In the first study, published online December 2 in the journal Circulation Research, Dr. Drosatos and colleagues investigated the involvement of KLF5 in a mouse model of diabetic cardiomyopathy. Diabetic cardiomyopathy is a major complication of diabetes and is characterized in particular by altered heart cell metabolism and oxidative damage. The new study showed that patients with diabetes have high levels of KLF5 expression in the heart.
The researchers found that mice with diabetic cardiomyopathy similarly have high KLF5 expression, and they discovered that elevated KLF5 is linked to the build up of ceramides in the heart. Ceramides, which occur naturally in the cell membrane, are known to reach toxic levels in the presence of insulin resistance and severe heart damage, such as that inflicted by heart attack.
The Temple team showed that in mice, however, these harmful effects could be halted. “Inhibiting KLF5 with a drug, as well as with genetic interventions, not only reduced oxidative stress and prevented ceramide accumulation but also restored cardiac function,” Dr. Drosatos explained.

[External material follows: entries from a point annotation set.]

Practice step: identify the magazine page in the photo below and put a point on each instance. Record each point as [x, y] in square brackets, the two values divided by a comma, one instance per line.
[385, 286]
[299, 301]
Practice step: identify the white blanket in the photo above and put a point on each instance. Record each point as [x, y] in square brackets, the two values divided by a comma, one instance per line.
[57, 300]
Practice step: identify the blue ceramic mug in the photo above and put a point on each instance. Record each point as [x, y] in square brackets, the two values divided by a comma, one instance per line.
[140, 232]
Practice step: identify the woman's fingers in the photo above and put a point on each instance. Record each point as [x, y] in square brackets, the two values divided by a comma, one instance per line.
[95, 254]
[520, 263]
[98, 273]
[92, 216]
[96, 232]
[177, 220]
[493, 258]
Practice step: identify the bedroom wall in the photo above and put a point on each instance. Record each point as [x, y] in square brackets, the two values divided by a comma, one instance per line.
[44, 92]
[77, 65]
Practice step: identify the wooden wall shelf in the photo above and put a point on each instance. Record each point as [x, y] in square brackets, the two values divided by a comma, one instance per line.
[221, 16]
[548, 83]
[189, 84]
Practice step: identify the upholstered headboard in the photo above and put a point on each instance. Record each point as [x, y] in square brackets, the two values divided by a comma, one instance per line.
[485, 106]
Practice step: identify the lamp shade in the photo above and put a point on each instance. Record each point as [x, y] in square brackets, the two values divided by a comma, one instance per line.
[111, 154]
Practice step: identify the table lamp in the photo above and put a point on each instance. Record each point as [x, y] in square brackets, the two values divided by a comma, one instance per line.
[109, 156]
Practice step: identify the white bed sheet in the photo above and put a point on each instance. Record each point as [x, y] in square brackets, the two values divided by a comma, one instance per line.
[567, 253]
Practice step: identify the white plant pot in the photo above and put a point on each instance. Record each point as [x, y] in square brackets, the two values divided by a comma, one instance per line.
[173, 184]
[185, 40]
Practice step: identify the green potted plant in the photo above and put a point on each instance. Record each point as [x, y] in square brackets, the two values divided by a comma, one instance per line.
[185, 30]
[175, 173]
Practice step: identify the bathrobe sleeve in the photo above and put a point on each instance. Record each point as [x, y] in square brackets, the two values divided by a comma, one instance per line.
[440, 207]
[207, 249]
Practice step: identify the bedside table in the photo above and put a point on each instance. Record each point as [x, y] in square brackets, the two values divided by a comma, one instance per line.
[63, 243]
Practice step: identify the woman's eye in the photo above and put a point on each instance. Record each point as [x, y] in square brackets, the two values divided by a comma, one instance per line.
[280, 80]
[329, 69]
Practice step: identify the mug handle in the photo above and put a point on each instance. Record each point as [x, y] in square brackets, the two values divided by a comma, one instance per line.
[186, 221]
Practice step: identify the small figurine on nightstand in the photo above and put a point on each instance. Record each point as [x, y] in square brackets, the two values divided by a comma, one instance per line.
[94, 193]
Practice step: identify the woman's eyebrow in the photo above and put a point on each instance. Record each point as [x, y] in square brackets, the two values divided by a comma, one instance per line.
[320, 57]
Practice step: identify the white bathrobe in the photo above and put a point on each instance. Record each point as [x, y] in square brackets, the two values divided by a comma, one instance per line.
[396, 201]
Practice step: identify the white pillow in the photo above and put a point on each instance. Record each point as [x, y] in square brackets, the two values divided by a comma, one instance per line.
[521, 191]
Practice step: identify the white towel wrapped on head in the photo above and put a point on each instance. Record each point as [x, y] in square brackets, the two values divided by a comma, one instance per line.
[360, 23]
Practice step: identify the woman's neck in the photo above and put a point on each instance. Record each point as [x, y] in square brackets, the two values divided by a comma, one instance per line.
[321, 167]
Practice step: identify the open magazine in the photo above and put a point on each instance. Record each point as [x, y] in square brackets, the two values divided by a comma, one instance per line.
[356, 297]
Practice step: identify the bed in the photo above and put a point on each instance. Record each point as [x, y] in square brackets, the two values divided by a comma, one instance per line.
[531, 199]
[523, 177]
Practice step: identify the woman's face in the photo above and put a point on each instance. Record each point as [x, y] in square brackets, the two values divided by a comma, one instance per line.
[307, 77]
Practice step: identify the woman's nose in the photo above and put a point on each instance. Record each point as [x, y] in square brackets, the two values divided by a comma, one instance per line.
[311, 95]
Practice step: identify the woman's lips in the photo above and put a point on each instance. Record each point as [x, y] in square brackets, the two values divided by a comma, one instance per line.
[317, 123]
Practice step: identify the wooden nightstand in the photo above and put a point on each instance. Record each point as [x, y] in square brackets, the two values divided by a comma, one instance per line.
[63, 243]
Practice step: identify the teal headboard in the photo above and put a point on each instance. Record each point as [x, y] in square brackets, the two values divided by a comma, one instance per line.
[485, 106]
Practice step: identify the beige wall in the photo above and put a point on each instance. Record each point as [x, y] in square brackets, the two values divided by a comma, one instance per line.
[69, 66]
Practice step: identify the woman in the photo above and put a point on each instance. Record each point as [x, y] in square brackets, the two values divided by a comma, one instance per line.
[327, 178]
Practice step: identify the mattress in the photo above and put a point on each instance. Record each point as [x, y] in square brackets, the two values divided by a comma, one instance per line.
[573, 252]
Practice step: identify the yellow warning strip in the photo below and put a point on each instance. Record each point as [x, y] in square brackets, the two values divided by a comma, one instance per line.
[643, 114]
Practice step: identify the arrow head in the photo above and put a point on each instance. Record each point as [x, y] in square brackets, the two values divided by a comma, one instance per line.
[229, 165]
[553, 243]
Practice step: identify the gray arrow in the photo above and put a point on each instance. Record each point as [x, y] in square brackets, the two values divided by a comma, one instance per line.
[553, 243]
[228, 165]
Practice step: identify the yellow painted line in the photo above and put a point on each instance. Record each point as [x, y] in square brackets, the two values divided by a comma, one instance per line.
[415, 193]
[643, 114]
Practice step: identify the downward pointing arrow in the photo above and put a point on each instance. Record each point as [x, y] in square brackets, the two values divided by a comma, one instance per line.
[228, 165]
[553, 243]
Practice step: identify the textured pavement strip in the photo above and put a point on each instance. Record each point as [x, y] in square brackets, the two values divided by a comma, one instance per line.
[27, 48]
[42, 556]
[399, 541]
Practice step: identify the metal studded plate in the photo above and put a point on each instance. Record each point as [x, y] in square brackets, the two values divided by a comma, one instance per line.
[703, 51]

In the second study, published online January 12 in the journal Circulation, which was driven by LKSOM MD-Ph.D. student, Matthew Hoffman, Dr. Drosatos’s team investigated the role of KLF5 in mice with heart failure induced by cardiac ischemia, a sudden, severe blockage of blood flow to the heart. Cardiac ischemia characteristically is followed by extensive increases in toxic lipids, particularly ceramides. The researchers were able to show that KLF5 is involved in causing the production of ceramides that underlies damage to the cardiac wall. Ceramide buildup was driven by KLF5-induced overexpression of a molecule known as SPT1.
“The next step is to determine whether the severity of heart disease or the way patients respond to treatment is associated with increased KLF5,” Dr. Drosatos said. “We know from clinical observations, for example, that some patients with heart failure are less responsive than others to therapeutic interventions. We want to know whether KLF5 is a factor that defines how well the patients will respond to treatments.”
In addition, Dr. Drosatos and colleagues plan to search for proteins that regulate KLF5, which could broaden understanding of the role and pathway of activation of KLF5 in the heart and other tissues.
The studies also mark new ground in individual and collaborative research efforts at Temple University.